The Best (and Worst) Lame & Dodgy Dad Jokes 👋

Prepare for some lame & dodgy dad jokes that are so cringey, they’re actually hilarious! These jokes feature the cheesiest puns, awkward punchlines, and the kind of dad humor that makes you laugh despite yourself. Whether you love groaning or just enjoy a good eye-roll, our lame & dodgy dad jokes will deliver the perfect blend of silliness and charm. Explore the most delightfully awkward dad jokes that are sure to entertain!

What do you call an obese psychic? A four-chin teller.

A brain walks into a bar and takes a seat. “I’d like some wings and a pint of beer, please, ' he says. “Sorry, but I can’t serve you, ' the bartender replies. “You’re out of your head. '

What do you call an elephant that doesn't matter? An irrelephant.'

I once saw a one-handed man in a second-hand store. I told him, 'I don’t think they have what you’re looking for, sir.'

Why are pigs so bad at sports?
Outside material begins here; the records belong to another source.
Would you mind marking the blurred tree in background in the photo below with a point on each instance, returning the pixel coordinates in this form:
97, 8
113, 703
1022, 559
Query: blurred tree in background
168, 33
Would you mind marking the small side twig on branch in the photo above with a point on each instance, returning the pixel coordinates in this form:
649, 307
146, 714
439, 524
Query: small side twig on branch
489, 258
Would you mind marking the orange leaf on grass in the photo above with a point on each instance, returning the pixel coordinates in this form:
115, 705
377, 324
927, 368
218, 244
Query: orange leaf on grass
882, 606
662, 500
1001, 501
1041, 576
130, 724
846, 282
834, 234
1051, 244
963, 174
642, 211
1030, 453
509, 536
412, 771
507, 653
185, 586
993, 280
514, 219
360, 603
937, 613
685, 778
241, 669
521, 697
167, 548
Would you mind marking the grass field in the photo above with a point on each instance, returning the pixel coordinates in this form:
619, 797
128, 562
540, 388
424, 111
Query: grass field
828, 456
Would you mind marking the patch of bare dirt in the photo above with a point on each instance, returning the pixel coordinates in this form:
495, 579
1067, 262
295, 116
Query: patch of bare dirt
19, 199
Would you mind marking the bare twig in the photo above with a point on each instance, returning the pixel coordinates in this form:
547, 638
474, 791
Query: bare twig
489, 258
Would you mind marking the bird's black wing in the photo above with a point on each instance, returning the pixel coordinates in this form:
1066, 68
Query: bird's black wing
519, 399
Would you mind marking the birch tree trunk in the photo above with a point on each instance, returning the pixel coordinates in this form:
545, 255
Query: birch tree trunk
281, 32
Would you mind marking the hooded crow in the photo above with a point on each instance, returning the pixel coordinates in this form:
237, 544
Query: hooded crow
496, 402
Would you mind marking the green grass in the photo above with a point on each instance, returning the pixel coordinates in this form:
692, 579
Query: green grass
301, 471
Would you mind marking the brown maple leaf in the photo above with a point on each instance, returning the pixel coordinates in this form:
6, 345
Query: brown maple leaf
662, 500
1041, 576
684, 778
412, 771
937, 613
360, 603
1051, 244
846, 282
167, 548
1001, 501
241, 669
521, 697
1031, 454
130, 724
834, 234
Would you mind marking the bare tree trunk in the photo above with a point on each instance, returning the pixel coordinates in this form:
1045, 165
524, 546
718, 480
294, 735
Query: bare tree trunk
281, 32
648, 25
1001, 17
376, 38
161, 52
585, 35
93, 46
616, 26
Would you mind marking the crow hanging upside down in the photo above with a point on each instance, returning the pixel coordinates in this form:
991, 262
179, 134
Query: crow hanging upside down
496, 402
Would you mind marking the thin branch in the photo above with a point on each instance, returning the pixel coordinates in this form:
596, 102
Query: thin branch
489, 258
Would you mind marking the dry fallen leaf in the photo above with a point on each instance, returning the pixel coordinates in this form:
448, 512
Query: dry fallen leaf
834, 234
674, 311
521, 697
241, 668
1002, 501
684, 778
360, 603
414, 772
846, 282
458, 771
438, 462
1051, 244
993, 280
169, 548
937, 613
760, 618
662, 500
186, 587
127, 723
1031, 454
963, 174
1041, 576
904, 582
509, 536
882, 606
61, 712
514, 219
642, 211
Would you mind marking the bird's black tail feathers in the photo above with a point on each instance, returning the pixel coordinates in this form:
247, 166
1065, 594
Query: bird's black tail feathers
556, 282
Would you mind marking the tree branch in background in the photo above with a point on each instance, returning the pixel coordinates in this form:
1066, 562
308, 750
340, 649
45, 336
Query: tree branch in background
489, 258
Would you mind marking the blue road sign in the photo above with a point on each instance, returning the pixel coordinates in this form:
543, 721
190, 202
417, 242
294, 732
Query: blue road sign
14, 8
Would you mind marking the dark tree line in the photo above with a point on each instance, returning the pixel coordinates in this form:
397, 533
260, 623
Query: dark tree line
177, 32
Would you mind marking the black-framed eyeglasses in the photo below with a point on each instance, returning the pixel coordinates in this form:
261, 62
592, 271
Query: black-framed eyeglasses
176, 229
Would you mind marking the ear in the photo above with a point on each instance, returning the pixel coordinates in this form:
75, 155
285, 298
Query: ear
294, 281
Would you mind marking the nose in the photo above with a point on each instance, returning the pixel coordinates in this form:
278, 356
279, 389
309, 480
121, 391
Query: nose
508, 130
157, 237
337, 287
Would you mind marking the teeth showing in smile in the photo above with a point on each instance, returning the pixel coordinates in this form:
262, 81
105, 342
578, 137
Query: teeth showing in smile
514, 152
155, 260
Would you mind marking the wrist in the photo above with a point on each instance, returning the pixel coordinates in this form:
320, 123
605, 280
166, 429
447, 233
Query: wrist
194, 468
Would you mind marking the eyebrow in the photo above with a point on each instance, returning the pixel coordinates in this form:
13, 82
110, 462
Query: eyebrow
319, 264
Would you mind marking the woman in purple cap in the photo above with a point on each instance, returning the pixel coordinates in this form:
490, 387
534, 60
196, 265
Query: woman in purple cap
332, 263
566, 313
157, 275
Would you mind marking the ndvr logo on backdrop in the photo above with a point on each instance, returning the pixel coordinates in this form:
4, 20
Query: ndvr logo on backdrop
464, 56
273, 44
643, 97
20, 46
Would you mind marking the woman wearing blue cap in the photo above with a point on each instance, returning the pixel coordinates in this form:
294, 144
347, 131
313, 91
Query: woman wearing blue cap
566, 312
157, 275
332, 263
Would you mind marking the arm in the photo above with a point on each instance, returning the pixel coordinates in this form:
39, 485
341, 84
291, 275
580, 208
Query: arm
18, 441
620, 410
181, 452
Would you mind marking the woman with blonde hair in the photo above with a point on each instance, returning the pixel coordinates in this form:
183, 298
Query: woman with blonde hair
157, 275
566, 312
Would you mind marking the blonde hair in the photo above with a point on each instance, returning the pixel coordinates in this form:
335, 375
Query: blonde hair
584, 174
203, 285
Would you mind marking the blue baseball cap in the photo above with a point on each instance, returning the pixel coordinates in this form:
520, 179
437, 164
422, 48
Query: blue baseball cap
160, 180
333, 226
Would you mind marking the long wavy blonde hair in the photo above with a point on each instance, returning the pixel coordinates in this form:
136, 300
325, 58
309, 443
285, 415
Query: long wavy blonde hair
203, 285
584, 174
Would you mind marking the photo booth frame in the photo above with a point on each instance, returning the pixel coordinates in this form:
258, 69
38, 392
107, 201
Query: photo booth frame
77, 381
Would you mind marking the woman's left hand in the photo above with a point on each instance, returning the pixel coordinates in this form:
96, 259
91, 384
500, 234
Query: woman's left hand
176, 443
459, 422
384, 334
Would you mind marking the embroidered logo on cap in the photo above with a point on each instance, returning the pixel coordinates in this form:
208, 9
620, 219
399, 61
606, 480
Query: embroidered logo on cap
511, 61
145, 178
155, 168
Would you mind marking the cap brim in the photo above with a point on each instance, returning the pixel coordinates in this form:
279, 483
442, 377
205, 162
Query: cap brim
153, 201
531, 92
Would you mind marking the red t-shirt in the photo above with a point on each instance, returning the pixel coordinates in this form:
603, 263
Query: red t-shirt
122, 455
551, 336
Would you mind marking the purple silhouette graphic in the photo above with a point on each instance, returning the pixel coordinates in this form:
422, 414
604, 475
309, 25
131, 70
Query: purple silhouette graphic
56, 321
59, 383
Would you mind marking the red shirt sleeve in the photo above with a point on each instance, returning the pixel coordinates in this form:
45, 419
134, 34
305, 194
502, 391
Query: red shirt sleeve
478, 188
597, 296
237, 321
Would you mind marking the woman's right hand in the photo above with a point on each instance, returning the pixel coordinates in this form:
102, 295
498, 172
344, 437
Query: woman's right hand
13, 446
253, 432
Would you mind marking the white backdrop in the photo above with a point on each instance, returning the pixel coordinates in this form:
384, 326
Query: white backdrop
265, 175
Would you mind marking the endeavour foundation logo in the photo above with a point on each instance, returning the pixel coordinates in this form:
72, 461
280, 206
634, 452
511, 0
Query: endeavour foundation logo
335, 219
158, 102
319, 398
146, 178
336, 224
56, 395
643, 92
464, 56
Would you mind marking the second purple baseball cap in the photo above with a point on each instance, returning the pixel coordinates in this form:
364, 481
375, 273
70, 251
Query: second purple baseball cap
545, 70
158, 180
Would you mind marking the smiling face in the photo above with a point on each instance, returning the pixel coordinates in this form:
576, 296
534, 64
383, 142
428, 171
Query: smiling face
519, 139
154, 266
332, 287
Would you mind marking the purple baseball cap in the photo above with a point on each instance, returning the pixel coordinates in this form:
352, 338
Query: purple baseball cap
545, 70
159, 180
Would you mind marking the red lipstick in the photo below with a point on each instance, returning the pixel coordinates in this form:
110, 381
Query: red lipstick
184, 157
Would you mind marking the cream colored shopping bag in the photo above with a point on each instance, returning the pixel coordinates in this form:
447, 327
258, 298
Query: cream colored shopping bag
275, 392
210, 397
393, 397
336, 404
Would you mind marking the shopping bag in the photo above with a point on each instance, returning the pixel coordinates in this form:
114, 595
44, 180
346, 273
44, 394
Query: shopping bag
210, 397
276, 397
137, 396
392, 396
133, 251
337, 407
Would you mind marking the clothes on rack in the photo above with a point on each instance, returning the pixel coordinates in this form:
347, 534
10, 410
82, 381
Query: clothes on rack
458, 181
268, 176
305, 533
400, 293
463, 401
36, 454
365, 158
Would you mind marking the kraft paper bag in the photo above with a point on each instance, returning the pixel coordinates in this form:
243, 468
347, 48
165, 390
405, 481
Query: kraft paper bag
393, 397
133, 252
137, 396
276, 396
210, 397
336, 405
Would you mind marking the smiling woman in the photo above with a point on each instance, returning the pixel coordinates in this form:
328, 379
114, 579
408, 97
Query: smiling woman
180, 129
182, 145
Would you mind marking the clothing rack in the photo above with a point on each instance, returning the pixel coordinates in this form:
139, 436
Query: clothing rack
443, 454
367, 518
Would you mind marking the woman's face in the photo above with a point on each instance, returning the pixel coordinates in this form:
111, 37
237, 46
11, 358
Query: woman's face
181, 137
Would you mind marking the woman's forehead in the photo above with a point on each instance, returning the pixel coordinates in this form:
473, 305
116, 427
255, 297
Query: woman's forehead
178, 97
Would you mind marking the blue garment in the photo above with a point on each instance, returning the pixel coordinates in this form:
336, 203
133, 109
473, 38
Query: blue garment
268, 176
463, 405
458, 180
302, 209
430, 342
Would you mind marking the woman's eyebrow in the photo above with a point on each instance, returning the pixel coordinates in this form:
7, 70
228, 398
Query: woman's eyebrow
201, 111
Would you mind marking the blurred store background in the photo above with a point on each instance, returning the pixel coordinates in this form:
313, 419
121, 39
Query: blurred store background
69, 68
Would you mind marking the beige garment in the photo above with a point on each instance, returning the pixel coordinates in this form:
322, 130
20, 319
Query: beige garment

They always hog the ball.

Did you hear about the kidnapping at school? He woke up.

I went to buy a pair of camouflage pants, but I couldn’t find any.

What days are the strongest? Saturday and Sunday. The rest are week (weak) days!

What do you call a hippie's wife? Mississippi.

I have a joke about butter, but I’m not going to spread it.

I have a great joke about nepotism. But I’ll only tell it to my kids.

I would avoid the sushi if I was you. It’s a little fishy.

I hate my job—all I do is crush cans all day. It’s soda pressing.

What did the 0 say to the 8? Nice belt!

Why was the traffic light late to work? It took too long to change.